Speech Corpus Assembly
This document is an overview of the work of assembling and editing texts for reading, ie the texts used in recording the voices.
Assembling different types of texts
Considering that we want our end product to be able to read "everything", the texts must range from formal language to colloqial language. The different styles show different preferences for long words, possessive suffixes and particles, which in turn has different implications for prosody. We need a good mixture of these styles.
- Formal language: translated, 'bureaucratic' texts. These usually have much longer sentences than texts that are written originally in Sámi. A whole paragraph can be one sentence. Other characteristics: many subordinate clauses, passive sentences, mostly 3 person singular and 1 person plural verb forms (short suffixes), participle constructions preferred to relative clauses (sentences are initially heavy), possessive suffixes are common, particles are uncommon. Bureacratic, political vocabulary with long words. Compounds in which the first element is trisyllabic are common. Many abbreviations and parentheses.
- Semi-formal language: Original language is Sámi, scholar/text book style. Slightly shorter sentences, relative clauses preferred to participial constructions, passive sentences, more verb forms such as dual verbs (disyllabic suffixes). Possessive suffixes are common, particles occur. Everyday vocabulary with elements of technical and traditional terminology, mixture of long and short words. Compounds in which the first element is trisyllabic are common. Many numbers, such as dates, years and amounts. Numbers also come in inflected forms, with colons. Many abbreviations and parentheses. Listings, like nouns separated by commas.
- Neutral language: Original language is Sámi, children's text book style: Short sentences, core word order, use of particles, possessive suffixes occur but are not common, everyday vocabulary, mostly short words. Numbers occur, mostly amounts and some years. Many listings, such as nouns separated by commas.
- Semi-colloqial language: Original language is Sámi, conversation style. Long sentences, with relative clauses or non-finite small clauses. Non-finite small clauses with gerunds and agentive preferred to relative clauses. Subjectless sentences. Sentences prefer to have more material towards the end. Extensive use of particles, possessive suffixes occur. Traditional vocabulary with many derived verb forms, mixture of long and short words. Numbers occur, mostly years. Uncommon consonants and consonant centres most likely to occur in these texts.
- List of single words, letters, numbers and dates.

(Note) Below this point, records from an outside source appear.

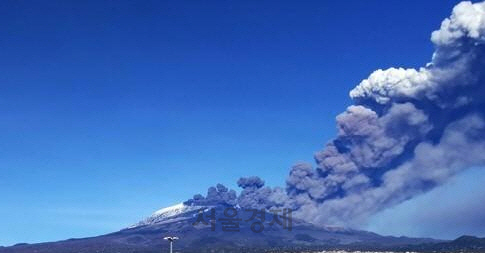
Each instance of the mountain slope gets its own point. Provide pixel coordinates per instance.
(146, 236)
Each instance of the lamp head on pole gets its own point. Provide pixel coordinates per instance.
(170, 238)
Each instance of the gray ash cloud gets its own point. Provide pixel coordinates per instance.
(408, 131)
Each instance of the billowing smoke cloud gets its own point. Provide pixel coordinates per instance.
(408, 131)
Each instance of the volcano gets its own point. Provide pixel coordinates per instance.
(223, 228)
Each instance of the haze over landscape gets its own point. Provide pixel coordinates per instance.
(96, 138)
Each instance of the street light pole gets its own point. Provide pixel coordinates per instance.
(171, 239)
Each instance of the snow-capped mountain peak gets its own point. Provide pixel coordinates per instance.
(169, 214)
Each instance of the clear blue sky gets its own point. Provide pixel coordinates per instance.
(110, 110)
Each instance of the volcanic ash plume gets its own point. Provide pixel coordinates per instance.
(408, 131)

- Fairytales: Fairytales are probably not good for text to speech purposes, because of the exaggerated prosody. However, there are some consonants and consonant clusters/groups that are rather uncommon in the other types of text, such as the voiceless sonorants hl, hr, hj, hn. These seem to be more frequent in traditional texts, such as fairytales. I have divided the fairytales between neutral and semi-colloqial language. The voice talents must be instructed to read the fairytales in an ordinary conversational style, and not stay true to fairytale style.
Editing texts
The texts that are chosen are not totally authentic. They have been altered to accommodate reading fluency. Some texts have not been proofread properly before publishing:
- Most parentheses with English or Norwegian words have been removed, as are parentheses with year and page numbers.
- Norwegian sentences are translated to North Sámi.
- Word order in long sentences has been changed to improve intelligibility.
- Correction of non-fluent sentences. (In long sentences grammar is often messed up, for example that a list of nouns that should be in the illative are listed partly in illative and partly in the nominative, or lack of subject-verb agreement when verb does not immediately follow subject, wrong case in relative clauses, active and passive moods mixed up in the same sentence with the result that the required subject is left out etc.)
- Illicit sentences have been improved, for example all sentences have a finite verb. (List continuations are not kept as separate sentences, although that is how they are in the original text. Elliptic 'passages' are sometimes filled out. Semi-colloqial texts have extensive use of ellipsis, which impedes intelligibility.)
- Sometimes comma is replaced by full stop, because the two sentences that are connected this way will be read as two completely separate sentences anyway.
- Some non-guovdageaidnu words/suffixes have been replaced with guovdageaidnu-words/suffixes for ease of recognition, for example 'goappaš' instead of 'guktuid'.
- Some Guovdageaidnu words are replaced with other words to ensure that all combinations are attested in the texts. See below.
- Extra passages are added here and there in the middle of authentic texts. Texts have been created for this reading, in order to ensure all consonant centres, onsets etc. Words with rare combinations must be spread throughout the texts, so that they don't all appear in the same passage, making that passage particularly difficult to read.